The S&P 500 is down 25% through the first 188 trading days, making this the 4th worst start to a year in history.
Not only has the decline been painful to endure, but it’s also the volatility that has investors exhausted. Through September 30th, the S&P 500 declined by 1% or more 50 times this year, the most since 2009.
Many expected inflation to decline during the quarter as oil prices came down 40% from their March highs. But it’s become more wide spread as housing, food, and medical costs far outweighed the decline in gasoline prices.
Investors now expect the Fed and central banks around the globe to continue raising rates in lockstep, with the exception of a few countries. As a reminder, rising interest rates negatively effect stock valuations, bond prices, and reduces economic activity as it’s more expensive to borrow money.
It takes time for the interest rate increases to make its way through the economy. A lot of these measures show lagging results so some people are concerned that the Fed may overdo the rate hikes as they try and improve their credibility.
We are already starting to see the impacts of high interest rates:
30-year mortgage rate climbs to near 7% and home prices are down roughly 6% from their June highs.
The initial public offering (IPO) market has dried up considerably as investors reduce their exposure to risk assets and preserve their cash:
Consumers try and stay away from taking out high interest rate loans and dip into their bank accounts. A record $370 billion of bank deposits were taken out in Q2 as investors sought higher yields in Government bonds (Treasury bills, I Bonds, etc.)
Inflation continues to eat away at household budgets as the US savings rate continues to moderate:
Walmart made comments at the end of July, as they trimmed their profit forecasts, that individuals are spending more on fuel and groceries so less of their income is going towards accessories and clothing.
Supply chains are still out of whack, as Nike recently noted that they are trying to clear excess inventory levels.
Despite the consistent negative headlines, we are seeing some glimmers of hope that inflation could come down:
Home prices in July still higher Year-over-Year (YoY), but down 2.3% month over month. Might not seem like much but this is the largest deceleration in the history of the index.

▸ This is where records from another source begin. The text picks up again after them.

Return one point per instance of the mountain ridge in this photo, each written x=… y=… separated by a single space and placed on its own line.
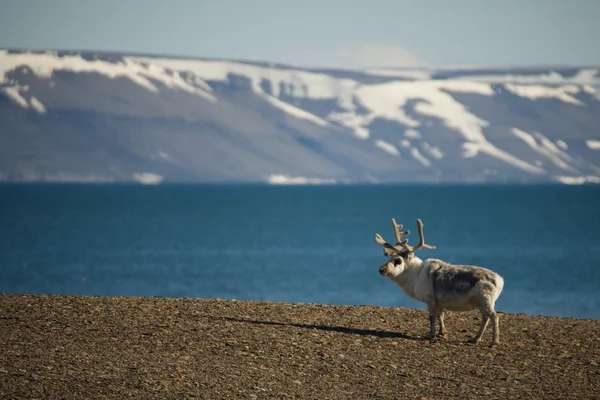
x=90 y=116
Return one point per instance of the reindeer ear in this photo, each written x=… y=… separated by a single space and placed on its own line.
x=388 y=249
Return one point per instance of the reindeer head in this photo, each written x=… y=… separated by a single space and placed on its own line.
x=400 y=255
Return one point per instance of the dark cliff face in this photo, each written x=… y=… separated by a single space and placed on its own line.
x=72 y=116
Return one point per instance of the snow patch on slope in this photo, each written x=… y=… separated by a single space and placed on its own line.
x=535 y=92
x=387 y=147
x=578 y=180
x=293 y=110
x=583 y=77
x=280 y=179
x=43 y=65
x=435 y=152
x=37 y=105
x=147 y=178
x=388 y=99
x=593 y=144
x=15 y=96
x=542 y=145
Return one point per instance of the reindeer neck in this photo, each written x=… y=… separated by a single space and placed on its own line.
x=408 y=277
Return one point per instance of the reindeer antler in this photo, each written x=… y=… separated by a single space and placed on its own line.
x=421 y=244
x=389 y=248
x=398 y=233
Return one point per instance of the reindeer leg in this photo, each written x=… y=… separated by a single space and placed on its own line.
x=442 y=331
x=484 y=321
x=434 y=315
x=495 y=328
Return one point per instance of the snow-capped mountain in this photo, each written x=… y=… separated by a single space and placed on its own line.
x=83 y=116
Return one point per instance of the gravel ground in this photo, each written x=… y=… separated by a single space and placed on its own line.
x=78 y=347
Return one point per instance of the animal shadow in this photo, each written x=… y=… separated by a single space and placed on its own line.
x=340 y=329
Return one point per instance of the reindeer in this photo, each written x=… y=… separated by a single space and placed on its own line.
x=440 y=285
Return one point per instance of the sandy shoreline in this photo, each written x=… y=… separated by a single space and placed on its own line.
x=80 y=347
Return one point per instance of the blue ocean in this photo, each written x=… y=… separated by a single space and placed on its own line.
x=309 y=244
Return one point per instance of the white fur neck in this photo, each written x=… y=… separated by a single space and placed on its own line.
x=408 y=278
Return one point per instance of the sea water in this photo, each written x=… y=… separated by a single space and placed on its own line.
x=309 y=244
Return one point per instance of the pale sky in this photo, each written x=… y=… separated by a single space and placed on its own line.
x=317 y=32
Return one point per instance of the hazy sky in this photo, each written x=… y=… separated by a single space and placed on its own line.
x=317 y=32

Crude Oil down 40% from March high.
Used car prices down 13% YTD.
Global freight rates down 57% YTD. Nike also made this comment: “…transit times began to rapidly improve, with signals that further improvement may be coming.”

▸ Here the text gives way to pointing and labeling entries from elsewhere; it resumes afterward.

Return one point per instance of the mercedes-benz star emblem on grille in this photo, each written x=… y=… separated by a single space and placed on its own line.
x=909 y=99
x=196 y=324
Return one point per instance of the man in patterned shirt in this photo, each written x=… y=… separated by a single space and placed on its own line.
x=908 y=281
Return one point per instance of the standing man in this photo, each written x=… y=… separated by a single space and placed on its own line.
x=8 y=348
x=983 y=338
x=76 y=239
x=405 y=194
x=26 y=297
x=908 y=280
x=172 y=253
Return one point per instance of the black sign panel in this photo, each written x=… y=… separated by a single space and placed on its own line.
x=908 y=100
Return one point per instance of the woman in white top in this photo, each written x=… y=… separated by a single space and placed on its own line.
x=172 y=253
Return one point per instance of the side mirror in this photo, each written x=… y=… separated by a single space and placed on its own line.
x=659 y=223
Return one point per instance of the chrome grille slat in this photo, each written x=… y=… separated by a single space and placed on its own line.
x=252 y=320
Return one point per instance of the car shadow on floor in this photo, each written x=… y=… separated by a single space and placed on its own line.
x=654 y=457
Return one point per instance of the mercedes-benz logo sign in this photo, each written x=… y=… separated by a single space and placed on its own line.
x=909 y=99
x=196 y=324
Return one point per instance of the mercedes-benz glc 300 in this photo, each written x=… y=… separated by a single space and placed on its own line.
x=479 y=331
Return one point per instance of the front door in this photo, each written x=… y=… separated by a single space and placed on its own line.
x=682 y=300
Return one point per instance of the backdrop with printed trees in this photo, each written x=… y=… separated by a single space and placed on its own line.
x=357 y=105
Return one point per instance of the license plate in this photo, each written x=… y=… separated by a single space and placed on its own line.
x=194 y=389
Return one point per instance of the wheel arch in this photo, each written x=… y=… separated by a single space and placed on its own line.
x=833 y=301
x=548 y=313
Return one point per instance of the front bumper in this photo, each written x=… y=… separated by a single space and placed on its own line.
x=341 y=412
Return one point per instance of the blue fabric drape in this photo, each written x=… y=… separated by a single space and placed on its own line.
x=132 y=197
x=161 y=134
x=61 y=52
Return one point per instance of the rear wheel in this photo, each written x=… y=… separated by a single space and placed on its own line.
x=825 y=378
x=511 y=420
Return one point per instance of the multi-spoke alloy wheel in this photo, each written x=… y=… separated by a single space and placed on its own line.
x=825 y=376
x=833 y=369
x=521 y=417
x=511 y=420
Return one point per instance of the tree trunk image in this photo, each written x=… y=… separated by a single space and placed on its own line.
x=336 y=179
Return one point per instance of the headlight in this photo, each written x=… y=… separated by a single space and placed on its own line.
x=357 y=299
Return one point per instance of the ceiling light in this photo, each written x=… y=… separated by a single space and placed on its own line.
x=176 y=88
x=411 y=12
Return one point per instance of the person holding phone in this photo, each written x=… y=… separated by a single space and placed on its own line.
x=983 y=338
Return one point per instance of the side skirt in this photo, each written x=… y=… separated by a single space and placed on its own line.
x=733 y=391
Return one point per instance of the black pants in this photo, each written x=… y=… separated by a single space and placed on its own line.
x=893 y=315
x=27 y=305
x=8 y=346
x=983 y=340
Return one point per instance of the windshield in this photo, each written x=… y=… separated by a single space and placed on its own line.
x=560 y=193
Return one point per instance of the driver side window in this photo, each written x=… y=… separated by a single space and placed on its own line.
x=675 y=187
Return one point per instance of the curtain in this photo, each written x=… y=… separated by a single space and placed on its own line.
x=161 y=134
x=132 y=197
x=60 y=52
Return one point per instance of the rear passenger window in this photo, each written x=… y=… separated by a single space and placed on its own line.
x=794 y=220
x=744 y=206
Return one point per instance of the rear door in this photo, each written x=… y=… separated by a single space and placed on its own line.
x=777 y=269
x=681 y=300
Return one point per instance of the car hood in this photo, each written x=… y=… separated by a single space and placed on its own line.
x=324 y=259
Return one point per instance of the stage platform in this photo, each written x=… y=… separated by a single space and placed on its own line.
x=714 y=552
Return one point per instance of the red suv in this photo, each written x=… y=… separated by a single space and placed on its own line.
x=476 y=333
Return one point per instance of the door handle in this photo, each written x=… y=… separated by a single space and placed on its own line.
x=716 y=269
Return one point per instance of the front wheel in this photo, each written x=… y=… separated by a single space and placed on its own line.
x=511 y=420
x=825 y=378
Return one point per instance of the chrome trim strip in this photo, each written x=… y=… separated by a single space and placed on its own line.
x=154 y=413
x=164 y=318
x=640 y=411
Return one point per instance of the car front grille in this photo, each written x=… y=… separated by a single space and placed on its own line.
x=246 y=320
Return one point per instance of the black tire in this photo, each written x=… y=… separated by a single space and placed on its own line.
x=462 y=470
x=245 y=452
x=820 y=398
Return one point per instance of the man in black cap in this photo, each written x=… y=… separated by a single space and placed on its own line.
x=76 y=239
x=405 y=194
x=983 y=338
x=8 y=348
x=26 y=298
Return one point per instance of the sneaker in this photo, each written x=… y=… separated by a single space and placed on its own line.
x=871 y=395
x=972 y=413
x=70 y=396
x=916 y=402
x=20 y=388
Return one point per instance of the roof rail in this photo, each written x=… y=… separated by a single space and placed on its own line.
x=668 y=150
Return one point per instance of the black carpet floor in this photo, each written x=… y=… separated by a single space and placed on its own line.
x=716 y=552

Rents down in September, 1st decline this year (YoY% increase at lowest level since May 2021).
Some other points to consider:
Profits have handily outpaced costs for companies as corporate profit margins jumped to highest level since 1950 in Q2. With the upcoming Q3 earnings season, we will get a better glimpse at how companies are holding up…

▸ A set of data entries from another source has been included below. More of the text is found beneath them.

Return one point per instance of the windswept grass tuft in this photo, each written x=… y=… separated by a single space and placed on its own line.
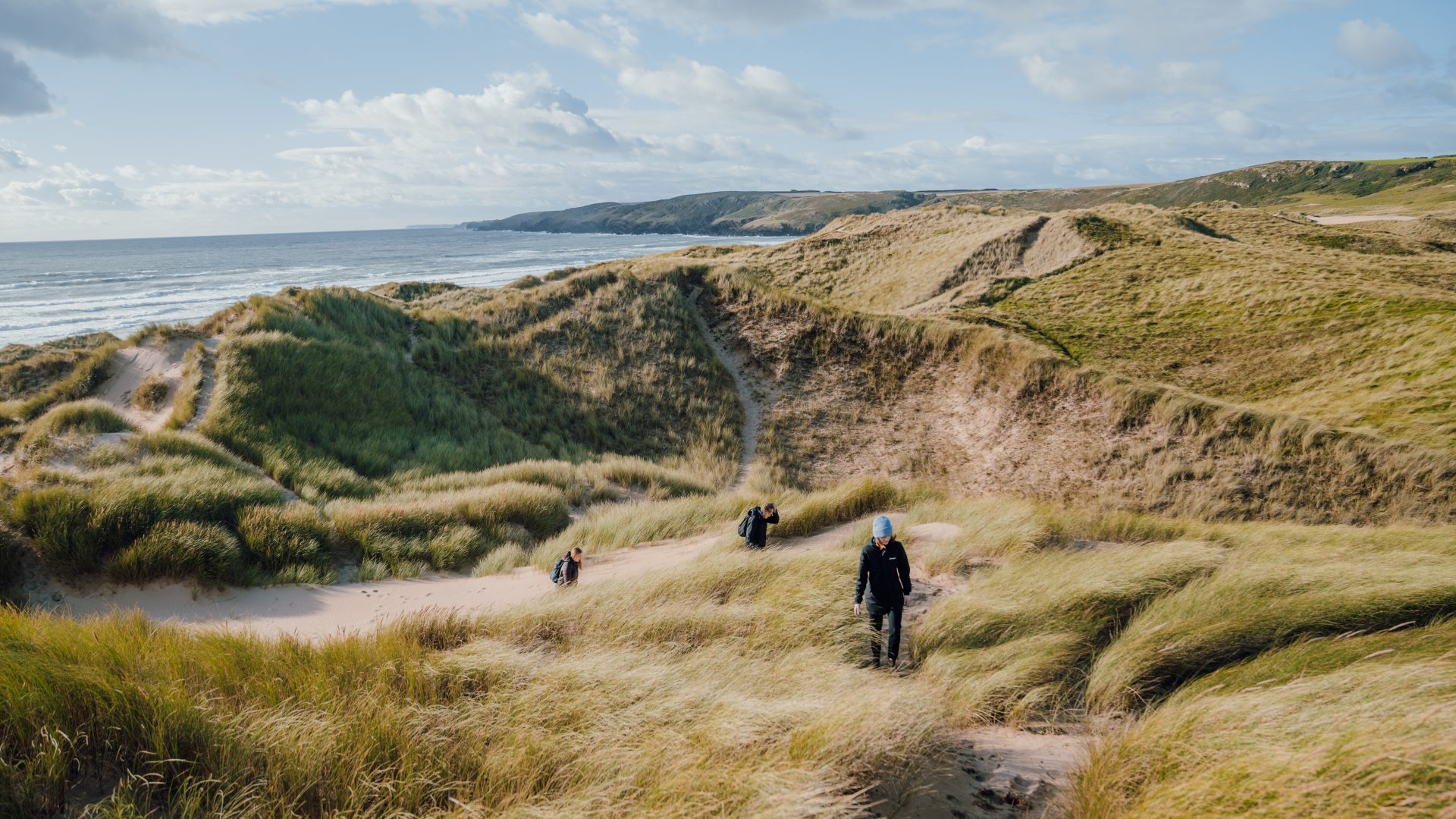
x=180 y=550
x=604 y=695
x=1279 y=583
x=450 y=531
x=79 y=417
x=281 y=537
x=85 y=376
x=1334 y=727
x=1019 y=637
x=184 y=407
x=77 y=521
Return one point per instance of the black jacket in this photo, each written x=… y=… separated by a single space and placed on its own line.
x=759 y=526
x=887 y=572
x=570 y=572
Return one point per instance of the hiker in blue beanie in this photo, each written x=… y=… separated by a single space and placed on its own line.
x=886 y=569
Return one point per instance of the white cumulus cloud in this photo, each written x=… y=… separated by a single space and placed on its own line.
x=69 y=187
x=1239 y=124
x=1378 y=47
x=520 y=110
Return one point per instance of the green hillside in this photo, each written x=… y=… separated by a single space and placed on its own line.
x=728 y=213
x=1417 y=186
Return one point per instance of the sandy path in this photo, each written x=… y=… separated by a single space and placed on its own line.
x=131 y=366
x=1354 y=219
x=315 y=613
x=752 y=403
x=996 y=771
x=204 y=391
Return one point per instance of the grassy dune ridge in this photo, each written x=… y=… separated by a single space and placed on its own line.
x=1158 y=509
x=983 y=410
x=730 y=687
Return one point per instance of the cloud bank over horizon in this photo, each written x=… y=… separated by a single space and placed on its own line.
x=172 y=117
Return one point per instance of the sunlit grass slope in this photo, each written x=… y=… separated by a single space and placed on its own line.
x=731 y=686
x=1346 y=325
x=334 y=390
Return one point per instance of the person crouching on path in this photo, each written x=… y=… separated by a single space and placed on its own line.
x=755 y=528
x=886 y=570
x=568 y=569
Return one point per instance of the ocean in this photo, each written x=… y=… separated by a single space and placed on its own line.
x=55 y=289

Despite the Feds wishes, the US economy is still adding jobs and while we saw the unemployment rate slightly increase, it is still relatively low.
Q4 tends to be the best quarter during a mid-term year as we get some clarity from the elections:
Although this has been the fourth worst start to the year, Q4 has historically provided a slight bounce to the upside, which the exception of 2008:
The investment journey for everyone is different. But this is a year where most are taking it on the chin, even bond holders (remember when those were considered safe?).
But this storm too shall pass. I don’t know when, but it will.
We’ve been told that the S&P 500 has returned 10% per year on average. Seems easy enough right?
But did you know that only seven of the last 96 years has the S&P 500 return ended up between 8% - 12%?1
Meaning that there will be years where we are up 26%, 16%, 29%. But then there will be years where we see the 23%, 13%, and 16% declines.
Since 1970, the S&P 500 has been cut in half on three separate occasions.
If we are dead set on tracking the stock market on a daily, or even yearly basis, we mine as well reopen the closed psychiatric and insane asylums from the 19th century.
The media is having a field day with all of these ‘doomsday’ scenarios. I’ve heard from many that, “but this has never happened before!”
But Professor Scott Sagan put it best, “Things that have never happened before, happen all the time.”
The noise shouldn’t be as loud for goal-focused, long-term, plan driven investors.
Disclosure: This material is for general information only and is not intended to provide specific advice or recommendations for any individual.
All performance referenced is historical and is no guarantee of future results. All indices are unmanaged and may not be invested into directly.